Gravis also vastly underestimated the strength of Sen. John Cornyn (R-Tex.) in his primary battle against Rep. Steve Stockman that year. The pollster gave Cornyn a 15-point edge, while another had him up 46 points. He won by 40.
In an article for Slate two years ago, now-Washington Post reporter David Weigel noted the Kentucky and Texas primary botch jobs under an emphatic headline: "The Worst Poll in America."
That's probably a little hyperbolic. The data addicts at FiveThirtyEight give Gravis a "C" grade among more than 300 polling outfits — not good but not as bad as, say, Strategic Vision or the Pharos Research Group, who have "F" grades and are excluded from the site's calculations altogether.
Other Gravis surveys have been accurate. In Republican presidential primaries in Connecticut, Rhode Island and Delaware last week, the Florida-based firm came close to actual vote shares of winner Donald Trump and runner-up Ohio Gov. John Kasich.

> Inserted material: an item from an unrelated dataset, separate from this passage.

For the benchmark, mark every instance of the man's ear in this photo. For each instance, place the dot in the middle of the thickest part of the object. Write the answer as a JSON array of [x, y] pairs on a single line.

Gravis managing partner Doug Kaplan said congressional primaries, in general, are "very difficult to poll." He noted the firm was working for Smigiel and Lynch when its surveys showed them leading races they ultimately lost badly but emphasized that "every poll is in good faith."
I had asked about the integrity of Gravis polling because there seems to be a pattern to the double-digit misses. You likely noticed it, too, among the examples I cited. The polls that were way off the mark tended to make blowout contests appear more compelling -- to make incumbents appear more vulnerable in primaries than they actually were. Call it a pro-drama bias — a problem to which the political press is susceptible, too.
This shared vice might help explain why news outlets like the New Yorker, the Guardian and, yes, even The Washington Post — occasionally and with caveats — continue to cite Gravis surveys. Another reason is that Gravis polling is sometimes the only game in town, as it was in the Delaware primary.
Kaplan emphasized the good-faith nature of the polls, but Gravis's survey methods lend themselves to unreliable results. The Fix's Philip Bump explained the pitfalls in some detail last summer, as Trump was touting a Gravis poll that supposedly proved his popularity among Hispanics. The issues basically boil down to relying heavily on landlines, which many voters don't use, to administer automated phone questionnaires, which have very low response rates.
At minimum, the media ought to note Gravis's methodology and inconsistency as a predictor in instances where they feel they have to use the firm's polls. And they should take care not to cite Gravis simply because one of its surveys fits an interesting narrative. Interesting has proven to be inaccurate too many times.